The procedure for forming reserve capital

Reserve capital is formed from the retained earnings of the enterprise. Deductions to reserve capital from profits are reflected in account 82 “Reserve capital” in correspondence with account 84 “Retained earnings (uncovered loss)”.

The size of the reserve capital of the enterprise provided for is 5% of the authorized capital. The amount of annual contributions is 5% of net profit. At the time of the council meeting (03/12/2014), the authorized capital was 20 million rubles, reserve capital - 834,890 rubles; the company's net profit for 2013 was RUB 4,862,120.

According to the charter, reserve capital should be 1 million rubles.

(RUB 20 million × 5%). Using the net profit of 2013, the company can create reserve capital in the amount of 243,106 rubles. (RUB 4,862,120 × 5%). Before reaching the amount provided for by the charter, it is necessary to accrue additional reserve capital in the amount of 165,110 rubles. (1,000,000 - 834,890). The Board of Directors decided to allocate RUB 165,110 to create reserve capital. net profit for 2013.

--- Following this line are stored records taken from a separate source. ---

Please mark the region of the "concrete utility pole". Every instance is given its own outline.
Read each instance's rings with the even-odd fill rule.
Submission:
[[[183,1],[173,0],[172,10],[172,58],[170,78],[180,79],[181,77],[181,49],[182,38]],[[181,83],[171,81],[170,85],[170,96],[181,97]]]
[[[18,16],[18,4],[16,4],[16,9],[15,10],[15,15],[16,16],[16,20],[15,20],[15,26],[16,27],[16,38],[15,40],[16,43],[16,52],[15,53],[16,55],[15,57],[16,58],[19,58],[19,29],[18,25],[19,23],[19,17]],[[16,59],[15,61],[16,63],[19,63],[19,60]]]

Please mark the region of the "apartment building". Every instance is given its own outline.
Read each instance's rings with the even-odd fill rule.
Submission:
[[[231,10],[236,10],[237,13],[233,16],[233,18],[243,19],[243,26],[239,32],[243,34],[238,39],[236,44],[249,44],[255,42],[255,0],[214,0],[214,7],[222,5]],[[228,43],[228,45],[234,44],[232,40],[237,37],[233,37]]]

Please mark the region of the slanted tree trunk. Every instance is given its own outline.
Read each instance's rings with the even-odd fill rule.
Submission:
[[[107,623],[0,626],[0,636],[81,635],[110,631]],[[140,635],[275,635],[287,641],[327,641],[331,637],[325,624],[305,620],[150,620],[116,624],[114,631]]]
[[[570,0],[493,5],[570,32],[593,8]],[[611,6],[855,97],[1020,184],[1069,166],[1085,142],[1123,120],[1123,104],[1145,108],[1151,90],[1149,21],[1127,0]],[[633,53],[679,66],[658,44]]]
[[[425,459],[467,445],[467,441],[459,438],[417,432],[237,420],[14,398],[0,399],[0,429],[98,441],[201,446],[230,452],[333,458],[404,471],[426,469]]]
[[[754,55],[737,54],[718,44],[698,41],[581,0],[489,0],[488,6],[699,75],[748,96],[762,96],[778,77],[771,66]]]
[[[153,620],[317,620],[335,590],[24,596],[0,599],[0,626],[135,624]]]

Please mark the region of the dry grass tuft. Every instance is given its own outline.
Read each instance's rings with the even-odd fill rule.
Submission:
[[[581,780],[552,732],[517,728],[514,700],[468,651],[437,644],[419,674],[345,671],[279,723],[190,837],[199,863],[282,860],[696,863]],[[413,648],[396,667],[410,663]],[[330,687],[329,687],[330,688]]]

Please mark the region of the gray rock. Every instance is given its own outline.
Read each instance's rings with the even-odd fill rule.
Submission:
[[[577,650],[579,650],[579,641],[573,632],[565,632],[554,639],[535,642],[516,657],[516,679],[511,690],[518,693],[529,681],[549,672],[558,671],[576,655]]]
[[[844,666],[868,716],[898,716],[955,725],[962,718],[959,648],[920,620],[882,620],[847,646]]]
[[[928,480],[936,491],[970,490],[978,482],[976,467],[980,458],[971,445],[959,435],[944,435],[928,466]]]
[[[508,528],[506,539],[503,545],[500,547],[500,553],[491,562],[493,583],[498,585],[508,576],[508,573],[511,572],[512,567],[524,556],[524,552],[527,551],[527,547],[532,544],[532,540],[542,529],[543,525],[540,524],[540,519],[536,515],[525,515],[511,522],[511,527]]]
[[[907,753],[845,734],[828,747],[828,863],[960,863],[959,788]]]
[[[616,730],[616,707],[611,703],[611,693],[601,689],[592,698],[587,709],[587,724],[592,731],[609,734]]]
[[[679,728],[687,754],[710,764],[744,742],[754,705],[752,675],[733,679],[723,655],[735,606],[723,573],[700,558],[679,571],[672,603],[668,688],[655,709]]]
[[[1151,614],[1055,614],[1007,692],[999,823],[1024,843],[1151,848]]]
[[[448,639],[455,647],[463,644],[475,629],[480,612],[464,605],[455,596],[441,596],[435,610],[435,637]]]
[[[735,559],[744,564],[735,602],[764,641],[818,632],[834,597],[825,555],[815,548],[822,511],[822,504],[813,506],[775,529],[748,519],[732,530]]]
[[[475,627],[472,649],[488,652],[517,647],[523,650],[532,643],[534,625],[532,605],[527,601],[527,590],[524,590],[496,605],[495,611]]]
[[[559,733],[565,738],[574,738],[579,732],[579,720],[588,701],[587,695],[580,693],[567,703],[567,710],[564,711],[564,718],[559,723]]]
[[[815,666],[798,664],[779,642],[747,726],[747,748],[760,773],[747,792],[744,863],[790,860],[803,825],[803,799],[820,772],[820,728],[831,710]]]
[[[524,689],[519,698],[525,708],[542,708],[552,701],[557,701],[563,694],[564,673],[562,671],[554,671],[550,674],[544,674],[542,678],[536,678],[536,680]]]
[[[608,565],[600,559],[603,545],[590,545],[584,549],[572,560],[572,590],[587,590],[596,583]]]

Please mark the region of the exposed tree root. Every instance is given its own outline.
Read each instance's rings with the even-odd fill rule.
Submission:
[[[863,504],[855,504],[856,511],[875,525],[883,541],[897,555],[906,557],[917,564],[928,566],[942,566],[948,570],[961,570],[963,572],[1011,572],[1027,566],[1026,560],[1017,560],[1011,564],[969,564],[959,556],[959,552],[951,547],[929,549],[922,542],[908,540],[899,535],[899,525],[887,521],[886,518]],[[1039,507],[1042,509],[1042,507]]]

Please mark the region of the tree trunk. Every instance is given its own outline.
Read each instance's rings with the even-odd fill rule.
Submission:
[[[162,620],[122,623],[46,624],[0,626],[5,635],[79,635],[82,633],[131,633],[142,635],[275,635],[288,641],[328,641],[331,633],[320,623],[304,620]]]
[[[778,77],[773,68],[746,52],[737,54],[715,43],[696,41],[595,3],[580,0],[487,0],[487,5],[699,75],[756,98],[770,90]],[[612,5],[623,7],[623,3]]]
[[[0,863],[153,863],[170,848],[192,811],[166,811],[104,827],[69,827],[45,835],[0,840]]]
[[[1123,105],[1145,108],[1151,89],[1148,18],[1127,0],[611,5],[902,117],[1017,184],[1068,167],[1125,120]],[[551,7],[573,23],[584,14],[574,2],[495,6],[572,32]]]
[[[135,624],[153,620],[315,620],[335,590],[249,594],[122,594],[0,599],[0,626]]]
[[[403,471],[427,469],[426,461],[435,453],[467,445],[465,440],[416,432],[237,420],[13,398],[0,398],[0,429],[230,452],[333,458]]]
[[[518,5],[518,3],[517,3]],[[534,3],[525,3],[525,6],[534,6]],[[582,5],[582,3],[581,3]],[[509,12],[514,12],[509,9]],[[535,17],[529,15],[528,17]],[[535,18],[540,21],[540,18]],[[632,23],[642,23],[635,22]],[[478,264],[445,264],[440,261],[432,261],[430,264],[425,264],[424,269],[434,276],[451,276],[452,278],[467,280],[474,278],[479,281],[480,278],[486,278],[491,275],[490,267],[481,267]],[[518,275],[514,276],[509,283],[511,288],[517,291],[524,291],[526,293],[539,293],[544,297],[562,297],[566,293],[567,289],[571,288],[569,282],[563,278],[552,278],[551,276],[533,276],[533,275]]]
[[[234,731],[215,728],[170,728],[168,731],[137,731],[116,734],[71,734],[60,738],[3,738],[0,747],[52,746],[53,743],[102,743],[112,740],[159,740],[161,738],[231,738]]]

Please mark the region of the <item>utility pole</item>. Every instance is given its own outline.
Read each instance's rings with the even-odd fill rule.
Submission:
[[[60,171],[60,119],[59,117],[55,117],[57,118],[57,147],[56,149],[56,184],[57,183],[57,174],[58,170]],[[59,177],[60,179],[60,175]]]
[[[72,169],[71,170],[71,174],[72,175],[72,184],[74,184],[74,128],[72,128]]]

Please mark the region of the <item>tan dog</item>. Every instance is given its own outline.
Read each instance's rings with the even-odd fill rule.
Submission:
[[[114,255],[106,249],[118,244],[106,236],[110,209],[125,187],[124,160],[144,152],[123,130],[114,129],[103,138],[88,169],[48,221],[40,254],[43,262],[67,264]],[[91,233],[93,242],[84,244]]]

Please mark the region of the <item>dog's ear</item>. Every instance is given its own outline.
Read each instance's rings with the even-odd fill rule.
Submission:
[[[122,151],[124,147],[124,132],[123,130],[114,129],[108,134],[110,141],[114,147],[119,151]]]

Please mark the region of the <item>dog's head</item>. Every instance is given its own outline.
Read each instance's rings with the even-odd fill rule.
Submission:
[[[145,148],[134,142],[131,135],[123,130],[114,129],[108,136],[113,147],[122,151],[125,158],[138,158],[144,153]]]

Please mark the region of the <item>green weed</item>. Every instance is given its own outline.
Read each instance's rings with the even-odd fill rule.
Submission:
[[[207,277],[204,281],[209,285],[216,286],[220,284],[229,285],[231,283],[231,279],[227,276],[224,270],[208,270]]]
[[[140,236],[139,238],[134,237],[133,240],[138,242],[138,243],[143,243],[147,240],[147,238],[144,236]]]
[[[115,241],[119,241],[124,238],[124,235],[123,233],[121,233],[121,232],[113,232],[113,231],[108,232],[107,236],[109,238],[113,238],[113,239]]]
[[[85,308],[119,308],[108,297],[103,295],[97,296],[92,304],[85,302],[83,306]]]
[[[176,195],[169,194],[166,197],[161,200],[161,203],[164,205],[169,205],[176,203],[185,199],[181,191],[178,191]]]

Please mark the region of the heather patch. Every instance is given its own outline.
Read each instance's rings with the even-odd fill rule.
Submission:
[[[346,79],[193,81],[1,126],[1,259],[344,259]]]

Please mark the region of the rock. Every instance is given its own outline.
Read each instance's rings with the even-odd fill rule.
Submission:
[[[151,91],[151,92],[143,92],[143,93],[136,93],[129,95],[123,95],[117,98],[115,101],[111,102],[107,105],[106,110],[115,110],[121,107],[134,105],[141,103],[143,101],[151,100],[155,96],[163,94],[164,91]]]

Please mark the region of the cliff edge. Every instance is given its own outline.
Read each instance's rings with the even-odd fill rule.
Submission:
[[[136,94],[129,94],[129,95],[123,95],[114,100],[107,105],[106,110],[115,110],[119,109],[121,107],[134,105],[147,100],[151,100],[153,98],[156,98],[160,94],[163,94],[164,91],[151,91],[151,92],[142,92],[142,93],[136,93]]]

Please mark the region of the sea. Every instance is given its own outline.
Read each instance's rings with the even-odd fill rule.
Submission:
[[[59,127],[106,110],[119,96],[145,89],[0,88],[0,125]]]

The following entries were made in accounting:

In order to increase, shareholders (participants) of an enterprise can contribute property, property rights or non-property rights by forming funds (clause 3.4, clause 1, article 251 of the Tax Code of the Russian Federation). If the option of replenishing reserve capital is chosen for these purposes, then the operation is reflected in the debit of account 75 “Settlements with founders” and the credit of account 82 “Reserve capital”.

The shareholders of the CJSC decided to contribute 5 million rubles in order to increase the company's net assets. to the reserve capital of the company (minutes of the meeting dated 02/21/2014). Contributions were made by shareholders from 03/03/2014 to 03/06/2014.

The following entries will be reflected in the accounting records:

* For account 75 “Settlements with founders”, subaccounts other than those provided for in the Instructions for using the Chart of Accounts can be opened, for example 75-3 “Other with founders”.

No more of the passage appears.